The Lost Wife: An uplifting page-turner about grief, love and friendship

Home > Other > The Lost Wife: An uplifting page-turner about grief, love and friendship > Page 3
The Lost Wife: An uplifting page-turner about grief, love and friendship Page 3

by Mansell, Anna


  By the time we got home, it was pitch-black, cold, and I was very much over my birthday. Mostly because I’d spent all day ignoring the feeling I get every year when I compare my life to Mum’s at the same age. She’d stopped watching trashy films on her birthday long before that. She’d achieved stuff by now. Kids. A husband. A proper job for a grown-up. I can’t for the life of me think what I’ve achieved. A top score on Angry Birds, and brief notoriety on Twitter when one of the girls from Little Mix (I forget which one) retweeted one of my tweets. Even the subsequent spike in followers has since fallen back down to eighty-five.

  What else? I flunked my archaeology degree when I realised I didn’t actually want to spend my life dusting rocks in a remote desert somewhere north of nowhere. And I know I shouldn’t compare us, but Mo did media at uni, a subject we all know is an excuse to go out on the lash for three years, and now she’s a £400-a-day marketing consultant working up and down the country. Where can eight months’ study of Anglo-Saxon burial grounds take me? Or even seven years working as a nursery nurse?

  And if either can take me anywhere, is it somewhere I’d like to be? And would it pay enough to get rid of the subsequent student debt for a degree I never finished?

  I stare out of my bedroom window at the red-brick walls of buildings that surround us. A street light gives off an orangey glow, and I can’t work out if our flat, nestled among office blocks, student accommodation and private flats, is somewhere magical, where anything can happen, or somewhere claustrophobic that I’ll never escape from. I’m twenty-seven. Lying in a bed I haven’t bothered to make today. What do I really want out of life? What do I need to do? What is the thing that will take me from plodding daily to achieving success? What does success even look like? I glance down at my panda onesie, catch sight (again) of my (still) unwashed hair, and run my tongue across fur-lined teeth. Success probably doesn’t look exactly like this.

  I reach for my phone, bring up Dad’s number and call.

  ‘Rachel, darling! Hello, happy birthday! I thought you were going to be back late?’

  I shift guiltily on my bed, wishing I hadn’t texted him to say I couldn’t talk today. ‘Oh, we’d had enough… came back early… getting too old for birthdays now,’ I explain lamely.

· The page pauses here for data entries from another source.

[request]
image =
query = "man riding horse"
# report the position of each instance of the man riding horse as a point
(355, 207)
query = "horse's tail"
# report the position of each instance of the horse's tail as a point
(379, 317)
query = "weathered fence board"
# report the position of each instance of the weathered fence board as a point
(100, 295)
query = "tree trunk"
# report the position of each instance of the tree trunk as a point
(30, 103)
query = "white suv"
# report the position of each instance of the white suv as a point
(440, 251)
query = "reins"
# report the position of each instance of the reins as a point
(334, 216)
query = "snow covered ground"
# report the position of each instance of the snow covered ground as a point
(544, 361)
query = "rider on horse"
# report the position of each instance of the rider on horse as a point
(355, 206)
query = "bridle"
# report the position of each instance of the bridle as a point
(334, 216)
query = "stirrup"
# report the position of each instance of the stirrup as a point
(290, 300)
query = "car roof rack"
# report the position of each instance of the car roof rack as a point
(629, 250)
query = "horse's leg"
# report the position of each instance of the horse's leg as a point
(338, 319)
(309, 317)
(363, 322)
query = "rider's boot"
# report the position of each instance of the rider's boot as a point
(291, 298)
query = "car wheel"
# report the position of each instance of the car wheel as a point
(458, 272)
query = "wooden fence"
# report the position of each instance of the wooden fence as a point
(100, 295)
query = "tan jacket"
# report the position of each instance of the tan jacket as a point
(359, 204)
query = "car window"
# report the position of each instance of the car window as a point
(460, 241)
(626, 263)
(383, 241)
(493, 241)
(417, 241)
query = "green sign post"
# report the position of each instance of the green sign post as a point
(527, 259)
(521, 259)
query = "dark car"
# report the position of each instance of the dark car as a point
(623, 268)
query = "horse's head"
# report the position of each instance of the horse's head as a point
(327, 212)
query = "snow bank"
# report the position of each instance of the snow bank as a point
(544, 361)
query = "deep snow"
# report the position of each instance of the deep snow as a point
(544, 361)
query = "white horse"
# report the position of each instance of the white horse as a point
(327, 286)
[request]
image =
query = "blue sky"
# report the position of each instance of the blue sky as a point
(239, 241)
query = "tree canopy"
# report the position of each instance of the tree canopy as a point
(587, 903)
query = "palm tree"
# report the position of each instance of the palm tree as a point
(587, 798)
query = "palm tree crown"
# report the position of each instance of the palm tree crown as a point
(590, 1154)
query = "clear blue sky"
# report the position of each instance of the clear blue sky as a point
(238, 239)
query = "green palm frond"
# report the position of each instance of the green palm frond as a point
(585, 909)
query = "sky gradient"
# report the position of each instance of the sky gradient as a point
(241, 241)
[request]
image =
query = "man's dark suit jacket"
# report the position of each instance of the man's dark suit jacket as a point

  ‘Nonsense. Though I seem to remember it was around your age when your mother decided she should stop partying.’

  ‘Did she?’ I ask, surprised at the description of a mother I don’t recognise. I’d never seen her as a party animal.

  ‘Yes! You were seven, maybe eight. You came bounding in, then jumped up and down on our bed one morning after she’d been out with friends. Told us you needed to go to Sherwood Forest to do some early research for a project at school, then looked at her, green-gilled and hungover as she was, and asked if she’d been out drinking… again!’

  ‘Did I?’

  ‘She was mortified. Barely drank after that.’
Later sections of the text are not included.